Caroline Levander, Rice’s vice president for global and digital strategy, said the university’s existing footholds in Paris made the city an attractive location.
“Paris is a wonderful urban environment [and a] very international city where Rice already has a number of mature programs,” Levander said. “So there were a lot of reasons why it made sense to think about expanding our existing academic programs.”
According to Levander, the initiative was bolstered by President Reginald DesRoches’ commitment to furthering Rice’s international reach. DesRoches said that a Paris campus will provide faculty with opportunities to further research and scholarship collaborations with European colleagues, and support teaching across all disciplines during the academic year and summer.
“The Rice Global Paris Center builds on Rice’s presence in Paris, which started 20 years ago with the Rice Architecture Paris Center,” DesRoches said. “We want to expand our presence in Paris so that we can increase our research and scholarly impact, expand our international visibility and grow Rice’s reputation as a top-notch research university.”
Levander estimates that the building will be ready for use in about five months, once it is officially approved for public use in accordance with France’s planning regulations.
The new center will also provide study abroad opportunities for undergraduate and graduate students from all fields of study, according to Levander.
“For Rice students — undergraduates in particular, but graduate students as well — [next] summer semester is the one to look out for because I would hope and anticipate we’ll have a number of Rice summer school courses available in our Paris campus,” Levander said.
The building has six classroom spaces with varying levels of capacity, accommodating around 125 students in total.
Levander said that the establishment will function as a smaller Rice campus in the heart of Paris, and that its central location in the Marais district sets Rice apart from peer institutions.
“At our opening, the mayor of Paris Centre, Ariel Weil, thanked Rice University for bringing the university back into the center of the city,” Levander said. “I think that is something that we are very proud that we’re doing. So many Parisian universities are gradually developing space on the periphery of the city — I think we are very different in that we are bringing students right into the center of Paris life.”

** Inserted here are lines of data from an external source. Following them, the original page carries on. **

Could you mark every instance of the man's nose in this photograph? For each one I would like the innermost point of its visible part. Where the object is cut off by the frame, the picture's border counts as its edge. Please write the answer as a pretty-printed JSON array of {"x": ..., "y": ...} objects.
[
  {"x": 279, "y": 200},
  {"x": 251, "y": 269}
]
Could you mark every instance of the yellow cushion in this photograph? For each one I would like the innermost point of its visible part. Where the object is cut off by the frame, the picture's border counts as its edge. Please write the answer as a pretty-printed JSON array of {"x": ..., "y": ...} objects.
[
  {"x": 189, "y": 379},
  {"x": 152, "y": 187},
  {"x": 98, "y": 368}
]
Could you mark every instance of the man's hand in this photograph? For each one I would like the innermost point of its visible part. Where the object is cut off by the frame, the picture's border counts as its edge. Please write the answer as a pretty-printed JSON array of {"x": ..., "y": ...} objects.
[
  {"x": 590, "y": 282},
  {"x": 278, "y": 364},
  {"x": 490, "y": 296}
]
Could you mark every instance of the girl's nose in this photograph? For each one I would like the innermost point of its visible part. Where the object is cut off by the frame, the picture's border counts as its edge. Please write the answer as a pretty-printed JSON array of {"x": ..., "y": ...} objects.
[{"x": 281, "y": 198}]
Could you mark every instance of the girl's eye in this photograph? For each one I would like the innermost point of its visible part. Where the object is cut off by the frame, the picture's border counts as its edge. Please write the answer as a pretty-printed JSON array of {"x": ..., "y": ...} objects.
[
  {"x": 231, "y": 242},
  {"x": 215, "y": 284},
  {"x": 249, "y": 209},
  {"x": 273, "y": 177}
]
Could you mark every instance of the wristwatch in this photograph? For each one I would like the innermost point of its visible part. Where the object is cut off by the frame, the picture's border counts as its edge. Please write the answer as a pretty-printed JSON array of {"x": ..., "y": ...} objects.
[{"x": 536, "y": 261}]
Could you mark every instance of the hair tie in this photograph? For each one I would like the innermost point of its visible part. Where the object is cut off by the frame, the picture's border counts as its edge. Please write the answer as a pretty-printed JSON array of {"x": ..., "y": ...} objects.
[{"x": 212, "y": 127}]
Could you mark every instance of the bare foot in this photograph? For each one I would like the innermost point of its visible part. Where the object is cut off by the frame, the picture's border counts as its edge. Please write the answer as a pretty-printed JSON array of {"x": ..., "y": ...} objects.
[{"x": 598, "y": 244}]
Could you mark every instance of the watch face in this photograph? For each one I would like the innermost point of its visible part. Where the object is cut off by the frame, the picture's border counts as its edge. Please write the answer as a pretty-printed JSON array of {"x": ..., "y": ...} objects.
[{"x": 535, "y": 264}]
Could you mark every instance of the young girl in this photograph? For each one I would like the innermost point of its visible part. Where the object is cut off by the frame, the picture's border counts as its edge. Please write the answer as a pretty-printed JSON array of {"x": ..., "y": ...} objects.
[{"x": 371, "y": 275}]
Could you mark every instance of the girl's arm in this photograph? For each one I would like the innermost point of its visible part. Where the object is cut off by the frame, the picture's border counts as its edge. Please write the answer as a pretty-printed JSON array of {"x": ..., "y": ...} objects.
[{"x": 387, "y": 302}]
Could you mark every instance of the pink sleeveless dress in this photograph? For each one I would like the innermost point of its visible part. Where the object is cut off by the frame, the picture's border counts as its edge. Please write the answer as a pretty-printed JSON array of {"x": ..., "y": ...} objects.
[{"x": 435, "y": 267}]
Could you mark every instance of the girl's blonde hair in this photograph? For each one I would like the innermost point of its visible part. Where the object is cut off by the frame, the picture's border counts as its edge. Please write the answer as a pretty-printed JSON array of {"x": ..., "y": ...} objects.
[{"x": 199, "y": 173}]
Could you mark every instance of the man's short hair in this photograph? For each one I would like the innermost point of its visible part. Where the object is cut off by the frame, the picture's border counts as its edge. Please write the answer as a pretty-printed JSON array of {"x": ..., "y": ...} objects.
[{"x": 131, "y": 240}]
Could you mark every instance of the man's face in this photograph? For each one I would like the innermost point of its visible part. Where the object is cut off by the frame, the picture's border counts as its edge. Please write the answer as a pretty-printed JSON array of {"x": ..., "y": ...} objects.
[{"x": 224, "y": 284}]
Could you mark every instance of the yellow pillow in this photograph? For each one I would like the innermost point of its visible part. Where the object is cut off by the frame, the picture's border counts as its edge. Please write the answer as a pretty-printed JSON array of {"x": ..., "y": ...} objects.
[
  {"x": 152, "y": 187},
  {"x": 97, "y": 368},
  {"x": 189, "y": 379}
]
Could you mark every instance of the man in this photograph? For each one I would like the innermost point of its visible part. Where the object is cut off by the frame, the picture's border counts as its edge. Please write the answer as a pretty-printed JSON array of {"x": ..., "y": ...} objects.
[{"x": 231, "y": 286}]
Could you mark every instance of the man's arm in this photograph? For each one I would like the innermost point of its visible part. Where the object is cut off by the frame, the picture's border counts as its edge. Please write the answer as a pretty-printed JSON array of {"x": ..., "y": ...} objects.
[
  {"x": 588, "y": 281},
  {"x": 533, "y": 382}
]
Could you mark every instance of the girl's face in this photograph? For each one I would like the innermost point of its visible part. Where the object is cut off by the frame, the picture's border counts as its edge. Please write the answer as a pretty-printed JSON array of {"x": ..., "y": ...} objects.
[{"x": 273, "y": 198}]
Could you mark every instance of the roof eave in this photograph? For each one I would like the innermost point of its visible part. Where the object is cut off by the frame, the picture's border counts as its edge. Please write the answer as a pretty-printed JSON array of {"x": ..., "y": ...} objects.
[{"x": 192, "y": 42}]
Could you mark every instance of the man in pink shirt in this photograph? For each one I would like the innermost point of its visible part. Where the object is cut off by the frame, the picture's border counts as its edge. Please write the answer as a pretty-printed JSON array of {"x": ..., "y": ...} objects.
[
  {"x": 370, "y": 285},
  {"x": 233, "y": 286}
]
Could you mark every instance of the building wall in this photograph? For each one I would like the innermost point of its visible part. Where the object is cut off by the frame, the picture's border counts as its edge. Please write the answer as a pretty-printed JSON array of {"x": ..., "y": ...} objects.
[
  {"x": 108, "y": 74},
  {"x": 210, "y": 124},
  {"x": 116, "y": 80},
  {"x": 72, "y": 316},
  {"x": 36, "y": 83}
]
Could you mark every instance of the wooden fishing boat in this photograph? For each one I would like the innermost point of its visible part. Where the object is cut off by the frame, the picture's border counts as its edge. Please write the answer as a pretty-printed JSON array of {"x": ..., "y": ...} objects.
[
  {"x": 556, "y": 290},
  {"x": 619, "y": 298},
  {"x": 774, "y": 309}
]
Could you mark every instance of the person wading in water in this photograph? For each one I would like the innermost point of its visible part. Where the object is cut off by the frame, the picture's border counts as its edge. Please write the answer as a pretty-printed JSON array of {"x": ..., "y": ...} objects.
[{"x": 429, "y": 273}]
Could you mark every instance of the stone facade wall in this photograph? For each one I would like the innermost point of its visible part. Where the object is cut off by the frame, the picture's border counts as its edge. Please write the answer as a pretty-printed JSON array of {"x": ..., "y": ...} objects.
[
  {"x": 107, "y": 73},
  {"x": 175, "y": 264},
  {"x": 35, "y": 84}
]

Brian Bishara, who had the opportunity to attend the launch ceremony as part of the Oshman Engineering Design Kitchen’s International Summer Experience in Engineering Design Paris summer internship cohort, said that he was impressed by the new building.
“The new place is amazing, compared to what it was. I think they have the only vineyard in Paris, and that alone is so cool. They also have a well [and] multiple stories, and it’s also in the heart of Paris in a really great location,” Bishara, a Lovett College sophomore, said. “Unfortunately not all of it was open for us to check out, but what we were able to see was a huge step up.”
Peter Rodriguez, the dean of Rice’s Jones Graduate School of Business, said he plans to leverage the new property by increasingly hosting courses in Paris for the MBA program’s global learning opportunity, which has already hosted courses in other locations around the world.
“For us at the business school, it’s an opportunity to gain business experience through Rice-owned property,” Rodriguez said. “We require that every MBA student complete the Global Field Experience, where they work on company problems abroad for courses that focus on consulting needs or local projects.”
Talia Levy, a French Studies minor who participated in the Rice in France program this past summer, said she is interested to see the scope of the center’s research offerings.
“Especially as someone both with a French background and also pursuing STEM research, I’d be interested to see if the use of the campus [would overlap with] something like the [Center for Languages and Intercultural Communication] and the Rice in France program, or if it would be exclusively graduate research or research specifically in the biomedical field,” Levy, a Sid Richardson College sophomore, said.
Levander urges interested students to contact her by email with any input about the center.
“This is a big experiment for Rice — we want it to be successful,” Levander said. “Our students are really smart and innovative. We’re at this wonderful moment of wanting our community to be creative with us, and students are a crucial part of our communities, so ideas are welcome. Nothing’s off limits right now.”
Rodriguez echoed Levander’s statement, saying that the center offers new possibilities.
“We’re still trying to figure out what we can do there,” Rodriguez said. “I think you’ll see lots of efforts made to offer courses, short experiences or faculty conferences. It’s wide open at this point, but it’s a great opportunity to try new things.”